Bekämpfung der Braunen Wegameise (Lasius brunneus) - ein Resümee

Insgesamt wurden 11 Liter des Kontaktinsektizids mittels einer Kompressorbetriebenen Hydraulikpumpe durch die Bohrlöcher hindurch in die Styroporschicht gedrückt. Der maximal verfügbare Druck der Hydraulikpumpe betrug 180 bar. Mitunter gab es Probleme die Bohrlöcher mit dem Insektizid zu befüllen, was am fehlenden Halt der Holzschutzdübel in den Ytong-Steinen lag. Ein Drittel der Dübel ließ sich hervorragend befüllen. Bei einem weiteren Drittel war der Druckaufbau nur mittelmäßig und beim letzten Drittel der Dübel gelangte nur wenig von der Insektizidlösung in die Styroporschicht.

Im Anschluss an die Bekämpfungsaktion fand kein Ausschwärmen von Geschlechtstieren der Braunen Wegameise mehr statt. Man kann somit davon ausgehen, dass die hier ergriffene Bekämpfungsmaßnahme erfolgreich war und die Kolonie eliminiert werden konnte.

Literaturverzeichnis

Buschinger, A. & Kloft, W. (1973): Zur Funktion der Königin im sozialen Nahrungshaushalt der Pharaoameise Monomorium pharaonis (L.) (Hym., Formicidae). Forschungsberichte des Landes Nordrhein-Westfalen Nr. 2306, 34 S.

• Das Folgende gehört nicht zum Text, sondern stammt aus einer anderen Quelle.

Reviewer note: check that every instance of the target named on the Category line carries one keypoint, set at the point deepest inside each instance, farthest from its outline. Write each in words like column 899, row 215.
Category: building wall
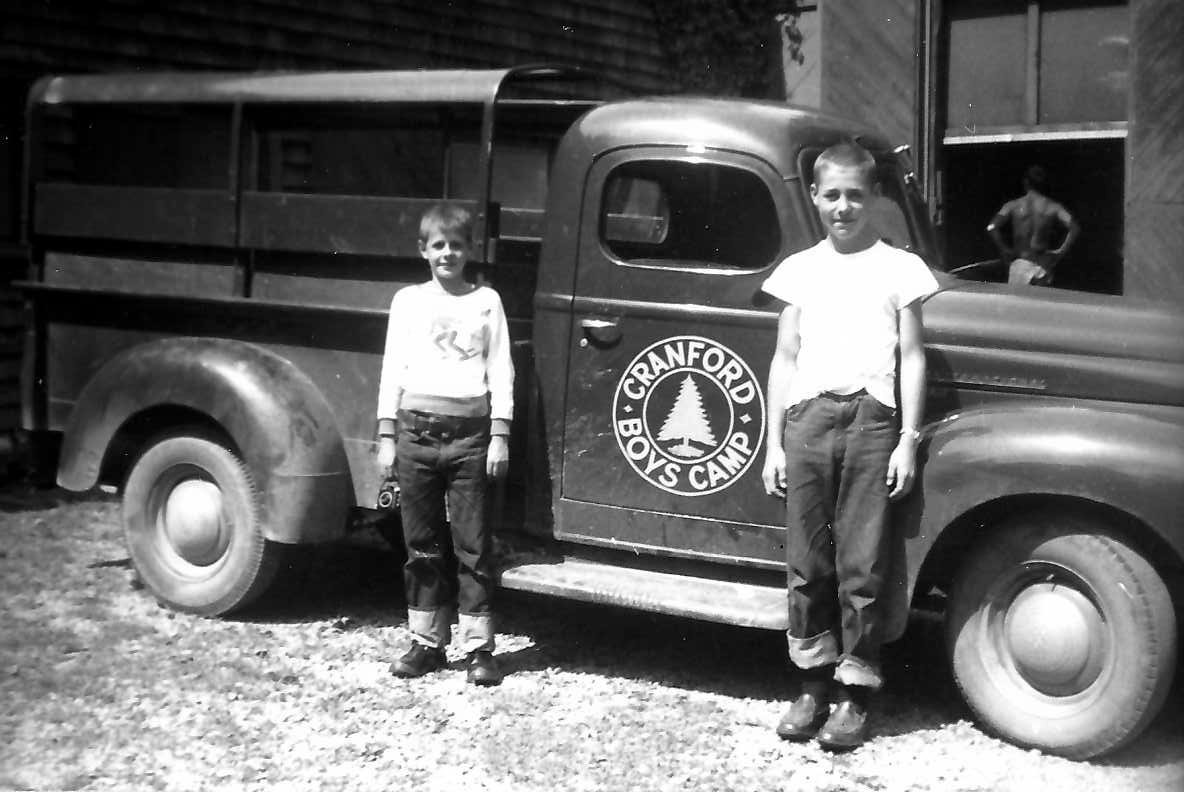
column 1154, row 180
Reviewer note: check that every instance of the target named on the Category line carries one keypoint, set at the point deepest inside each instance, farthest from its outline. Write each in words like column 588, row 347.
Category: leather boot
column 418, row 661
column 806, row 713
column 847, row 727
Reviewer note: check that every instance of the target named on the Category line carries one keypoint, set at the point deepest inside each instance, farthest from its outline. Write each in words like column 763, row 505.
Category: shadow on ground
column 356, row 583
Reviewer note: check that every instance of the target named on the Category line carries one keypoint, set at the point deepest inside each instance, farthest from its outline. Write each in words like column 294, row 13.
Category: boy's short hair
column 847, row 154
column 445, row 218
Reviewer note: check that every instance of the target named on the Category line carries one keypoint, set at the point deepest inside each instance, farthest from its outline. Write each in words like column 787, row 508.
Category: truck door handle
column 600, row 332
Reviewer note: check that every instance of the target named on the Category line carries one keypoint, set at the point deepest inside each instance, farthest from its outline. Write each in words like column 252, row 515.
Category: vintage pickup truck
column 212, row 258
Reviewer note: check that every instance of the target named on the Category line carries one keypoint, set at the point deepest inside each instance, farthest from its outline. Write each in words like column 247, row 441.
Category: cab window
column 688, row 214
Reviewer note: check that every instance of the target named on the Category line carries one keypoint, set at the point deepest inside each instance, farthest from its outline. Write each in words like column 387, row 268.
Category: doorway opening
column 1085, row 175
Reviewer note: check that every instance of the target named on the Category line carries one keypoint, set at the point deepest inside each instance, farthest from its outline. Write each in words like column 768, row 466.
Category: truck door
column 666, row 413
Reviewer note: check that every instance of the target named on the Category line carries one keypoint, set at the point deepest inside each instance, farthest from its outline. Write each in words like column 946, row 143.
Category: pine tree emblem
column 687, row 422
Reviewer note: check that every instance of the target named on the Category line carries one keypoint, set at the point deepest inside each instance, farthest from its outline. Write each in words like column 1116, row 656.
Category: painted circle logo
column 689, row 416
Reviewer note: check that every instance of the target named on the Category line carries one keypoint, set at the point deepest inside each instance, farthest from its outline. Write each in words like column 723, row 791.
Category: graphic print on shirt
column 456, row 341
column 688, row 416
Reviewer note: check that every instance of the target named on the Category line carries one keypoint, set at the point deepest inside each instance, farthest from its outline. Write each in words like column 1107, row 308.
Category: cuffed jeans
column 443, row 457
column 837, row 532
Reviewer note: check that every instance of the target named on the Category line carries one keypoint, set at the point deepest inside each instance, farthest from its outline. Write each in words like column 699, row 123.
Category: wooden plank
column 190, row 217
column 334, row 224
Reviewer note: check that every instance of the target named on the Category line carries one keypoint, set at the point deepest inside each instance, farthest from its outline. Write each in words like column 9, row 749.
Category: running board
column 745, row 605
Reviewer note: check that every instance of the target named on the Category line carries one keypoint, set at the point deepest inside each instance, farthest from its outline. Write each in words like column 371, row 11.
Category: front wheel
column 191, row 515
column 1061, row 637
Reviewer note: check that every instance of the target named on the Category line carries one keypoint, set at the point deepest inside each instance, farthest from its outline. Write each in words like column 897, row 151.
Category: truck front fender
column 1130, row 462
column 278, row 420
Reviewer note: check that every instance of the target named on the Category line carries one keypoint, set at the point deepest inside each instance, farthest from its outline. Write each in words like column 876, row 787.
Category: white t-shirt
column 452, row 346
column 849, row 304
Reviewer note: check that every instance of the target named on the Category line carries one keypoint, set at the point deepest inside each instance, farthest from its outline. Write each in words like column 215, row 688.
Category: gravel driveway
column 102, row 689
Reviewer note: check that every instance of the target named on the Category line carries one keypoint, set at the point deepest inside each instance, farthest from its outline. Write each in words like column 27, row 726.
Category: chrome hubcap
column 192, row 521
column 1056, row 638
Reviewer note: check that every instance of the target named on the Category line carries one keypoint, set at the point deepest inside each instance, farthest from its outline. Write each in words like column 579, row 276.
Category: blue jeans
column 441, row 457
column 837, row 541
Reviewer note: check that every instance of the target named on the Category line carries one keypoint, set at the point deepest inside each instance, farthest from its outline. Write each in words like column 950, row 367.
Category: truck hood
column 1056, row 342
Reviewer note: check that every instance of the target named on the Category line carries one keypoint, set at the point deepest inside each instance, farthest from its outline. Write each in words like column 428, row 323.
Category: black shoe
column 847, row 727
column 483, row 668
column 806, row 713
column 418, row 661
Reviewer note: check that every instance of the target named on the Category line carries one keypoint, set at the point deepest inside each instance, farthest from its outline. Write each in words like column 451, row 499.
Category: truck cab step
column 742, row 604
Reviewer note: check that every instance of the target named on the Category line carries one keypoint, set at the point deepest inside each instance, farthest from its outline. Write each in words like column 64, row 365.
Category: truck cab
column 210, row 347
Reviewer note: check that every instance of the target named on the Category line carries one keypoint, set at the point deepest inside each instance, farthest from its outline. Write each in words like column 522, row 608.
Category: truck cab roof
column 771, row 130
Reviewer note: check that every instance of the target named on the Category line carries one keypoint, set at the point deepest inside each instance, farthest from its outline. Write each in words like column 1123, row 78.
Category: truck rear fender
column 272, row 413
column 983, row 464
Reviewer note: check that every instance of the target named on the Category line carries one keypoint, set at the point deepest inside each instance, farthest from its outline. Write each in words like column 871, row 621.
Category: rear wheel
column 191, row 514
column 1061, row 637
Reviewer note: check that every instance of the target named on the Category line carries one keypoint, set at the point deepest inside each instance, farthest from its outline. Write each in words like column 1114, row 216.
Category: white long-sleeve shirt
column 455, row 347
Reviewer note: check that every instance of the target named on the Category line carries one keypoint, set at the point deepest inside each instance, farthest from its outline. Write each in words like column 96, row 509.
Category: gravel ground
column 102, row 689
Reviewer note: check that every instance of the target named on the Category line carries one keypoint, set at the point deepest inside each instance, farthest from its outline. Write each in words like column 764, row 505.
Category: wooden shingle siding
column 869, row 64
column 1154, row 187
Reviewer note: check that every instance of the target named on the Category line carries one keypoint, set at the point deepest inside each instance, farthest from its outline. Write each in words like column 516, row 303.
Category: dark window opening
column 688, row 214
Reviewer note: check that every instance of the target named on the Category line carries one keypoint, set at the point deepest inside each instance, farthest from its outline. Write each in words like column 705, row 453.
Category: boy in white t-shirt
column 444, row 407
column 836, row 450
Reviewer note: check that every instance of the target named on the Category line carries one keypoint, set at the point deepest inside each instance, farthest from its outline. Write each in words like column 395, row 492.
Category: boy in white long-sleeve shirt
column 444, row 409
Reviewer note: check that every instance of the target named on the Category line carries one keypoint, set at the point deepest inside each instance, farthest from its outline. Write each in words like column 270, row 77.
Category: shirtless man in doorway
column 1035, row 221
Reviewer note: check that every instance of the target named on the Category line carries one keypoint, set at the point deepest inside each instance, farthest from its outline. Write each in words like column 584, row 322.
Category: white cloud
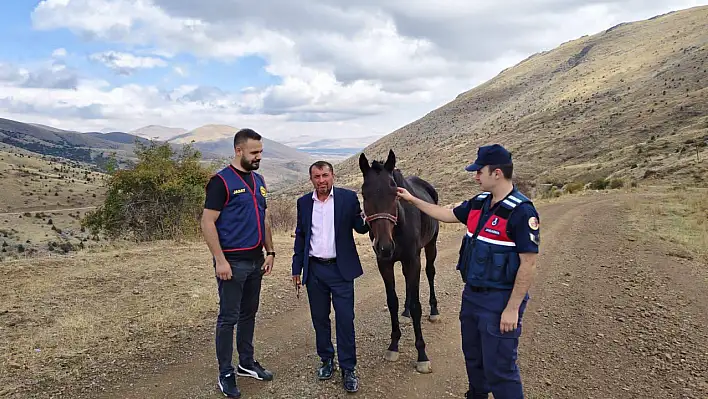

Seifert, B. (1996): Ameisen beobachten, bestimmen. Naturbuch Verlag, Augsburg, 352 pp.

Glossar

  • Abundanz: Die Abundanz oder Populationsdichte einer Art wird als Individuenzahl pro m2 definiert
  • Acetylcholin: Neurotransmitter, der an erregenden Synapsen Ionenkanäle öffnet und so für die Weiterleitung von Nervenimpulsen sorgt
  • Gaster: Letzter Körperabschnitt der Ameisen
  • Haplometrose: Koloniegründung durch ein einzelnes Weibchen
  • Mesosoma: Mittlerer Körperabschnitt der Hautflügler
  • Oligogynie: Bei oligogynen Ameisenarten leben mehrere Königinnen (ca. 3-5) in einem meist weit verzweigten Nest
  • Trophobiose: Symbiose zwischen Ameisen und Blattläusen. Die Ameisen nutzen den von den Blattläusen abgegebenen Honigtau
  • Zoophagie: Aufnahme von tierischer Beute (hier: vorwiegend andere Insekten)

Hinweis: Die geschilderte Bekämpfungsaktion wurde im Jahr 2004 durchgeführt. Der Artikel wurde ursprünglich im DpS veröffentlicht. Der seinerzeit verwendete Wirkstoff Chlorpyrifos ist mittlerweile als Biozid nicht mehr verfügbar.